Expecto Patronum!


Meghan Dietsche Goel - February 21, 2020

I’ve never been a theme park enthusiast, but ever since it opened, I’ve been very curious about The Wizarding World of Harry Potter. Last week, we ended up on a trip to Disney World / Orlando with a group of extended family who’ve never read Harry Potter, so our family peeled off from the crowd and seized the opportunity to head off to Diagon Alley for the day. For anyone who hasn’t yet made the journey through the Orlando version of King’s Cross Station, I highly recommend the trip.

I wrote last year about the Harry Potter compromise I struck with my oldest reader (then 6 ½). Eager to immerse himself in the wizarding world he’d heard so much about, we decided to get onboard at Platform 9 ¾ and head off to Hogwarts. It was a huge hit and felt perfectly pitched to where he was as a reader right then. However, we agreed that we’d wait about 6 months between installments. We read the second adventure in the fall, and while book 2 ratchets up the fear factor with whispery basilisk speak echoing through the walls and enormous spiders lurking in the woods, the 6 months between books has felt about right.

Because of that staggered schedule, though, my 7 ½ year old entered the wizarding world without a comprehensive understanding of all the references. Especially since the two halves of the theme world are divided between Diagon Alley and Hogsmeade (the latter of which is not discovered until book 3), I wasn’t sure whether the knowledge gap would be fun or frustrating. The great thing was that it couldn’t have mattered less. The production values are astounding, so a sense of marvel and wonder pervades the whole experience from beginning to end, meaning that a little mystery doesn’t feel like such a bad thing. I actually discovered that he loved the little sneak peeks into later adventures—eagerly bookmarking them for later discovery. And, of course, my 5 year old had no frame of reference at all, and had the best time anyway.

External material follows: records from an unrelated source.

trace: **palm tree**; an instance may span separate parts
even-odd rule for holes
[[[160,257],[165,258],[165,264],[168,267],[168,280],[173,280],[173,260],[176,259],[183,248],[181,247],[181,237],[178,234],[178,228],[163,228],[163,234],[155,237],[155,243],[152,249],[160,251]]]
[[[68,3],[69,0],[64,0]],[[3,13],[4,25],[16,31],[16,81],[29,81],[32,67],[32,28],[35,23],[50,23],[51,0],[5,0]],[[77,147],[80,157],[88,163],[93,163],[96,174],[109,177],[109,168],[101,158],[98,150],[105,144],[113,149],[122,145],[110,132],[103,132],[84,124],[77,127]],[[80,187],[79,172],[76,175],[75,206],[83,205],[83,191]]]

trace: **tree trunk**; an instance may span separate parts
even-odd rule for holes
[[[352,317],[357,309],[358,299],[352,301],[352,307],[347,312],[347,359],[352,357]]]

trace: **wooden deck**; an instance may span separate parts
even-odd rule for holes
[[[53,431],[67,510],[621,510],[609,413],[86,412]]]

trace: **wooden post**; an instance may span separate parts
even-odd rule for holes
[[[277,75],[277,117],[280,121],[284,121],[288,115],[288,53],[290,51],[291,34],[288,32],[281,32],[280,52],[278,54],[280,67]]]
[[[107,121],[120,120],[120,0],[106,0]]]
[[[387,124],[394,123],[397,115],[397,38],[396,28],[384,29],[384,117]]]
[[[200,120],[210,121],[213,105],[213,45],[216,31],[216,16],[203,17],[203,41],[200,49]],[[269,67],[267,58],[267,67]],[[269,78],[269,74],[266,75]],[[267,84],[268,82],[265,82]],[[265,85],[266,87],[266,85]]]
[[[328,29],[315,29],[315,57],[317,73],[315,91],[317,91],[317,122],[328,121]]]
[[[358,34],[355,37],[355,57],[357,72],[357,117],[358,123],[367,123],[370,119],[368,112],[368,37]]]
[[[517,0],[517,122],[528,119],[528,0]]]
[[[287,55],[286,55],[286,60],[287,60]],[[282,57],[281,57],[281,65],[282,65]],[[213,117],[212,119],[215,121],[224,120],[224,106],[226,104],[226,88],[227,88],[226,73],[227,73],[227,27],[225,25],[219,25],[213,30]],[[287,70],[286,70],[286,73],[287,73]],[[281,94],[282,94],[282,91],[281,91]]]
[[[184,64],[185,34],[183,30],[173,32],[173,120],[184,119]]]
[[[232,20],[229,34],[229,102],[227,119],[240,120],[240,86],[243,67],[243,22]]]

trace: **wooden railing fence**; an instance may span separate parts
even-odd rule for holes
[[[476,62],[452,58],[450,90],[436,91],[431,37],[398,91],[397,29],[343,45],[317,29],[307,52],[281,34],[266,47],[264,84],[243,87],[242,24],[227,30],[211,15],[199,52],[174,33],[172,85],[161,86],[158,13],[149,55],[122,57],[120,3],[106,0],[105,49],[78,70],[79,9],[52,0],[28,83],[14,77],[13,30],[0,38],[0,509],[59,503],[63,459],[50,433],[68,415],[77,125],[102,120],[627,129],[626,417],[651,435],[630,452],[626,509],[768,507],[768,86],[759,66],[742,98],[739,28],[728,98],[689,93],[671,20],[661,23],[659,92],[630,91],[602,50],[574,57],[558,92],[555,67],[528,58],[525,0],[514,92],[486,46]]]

So what was it like to immerse ourselves in the literary magic kingdom? First thing, we plumbed the depths of the Gringotts vaults, in a dazzling ride that punctuated dramatic dragon action and fun character moments with dizzying spins through darkness. (Adult verdict: Fun! Kid verdict: Absolutely terrifying!) Then we headed to the money exchange where we exchanged our dollars for “wizard money,” which was really just printed out pieces of paper with the dollar amount printed on the front. Not exactly as exciting as knuts and sickles in my book, but my First Year did enjoy paying for his wand with his own wizard money.

Sure, the wand’s a $55 gimmick, but the wand choosing process at Ollivander’s was a delight, and the wands are designed to interact with a number of the store fronts in both Diagon Alley and Hogsmeade, so the kids get the thrill of doing real magic along the way. The spells were a bit harder to execute than you might expect, but they were pretty fun. The best ones in my book were the Metelojinx rain spell and the Revelio chocolate frog hide & seek. These elements really did take the experience one step further, to truly make kids feel like they’re a part of it all. Similarly, the lines for the rides take families through incredibly elaborate, beautifully detailed sets filled with mechanical elements, holograms, videos, and more. Although the kids declined to take any more Harry Potter rides with us after their Gringotts scare, they actually loved the hour long line we took through Hogwarts itself to get to a ride my husband and I wanted to go on. The talking paintings room was a hoot!

Of course the crown jewel of any Harry Potter experience is supposed to be the mythical Butterbeer. Sadly, my kids and husband all unilaterally hated it. Drinking all of it myself was no big hardship, but they all decidedly turned their noses up at its buttery, cream soda taste. Well, you can’t win ’em all. But by turning J.K. Rowling’s imagined realm into an interactive, fully immersive wonderland, this whole world gets the details pretty darn right.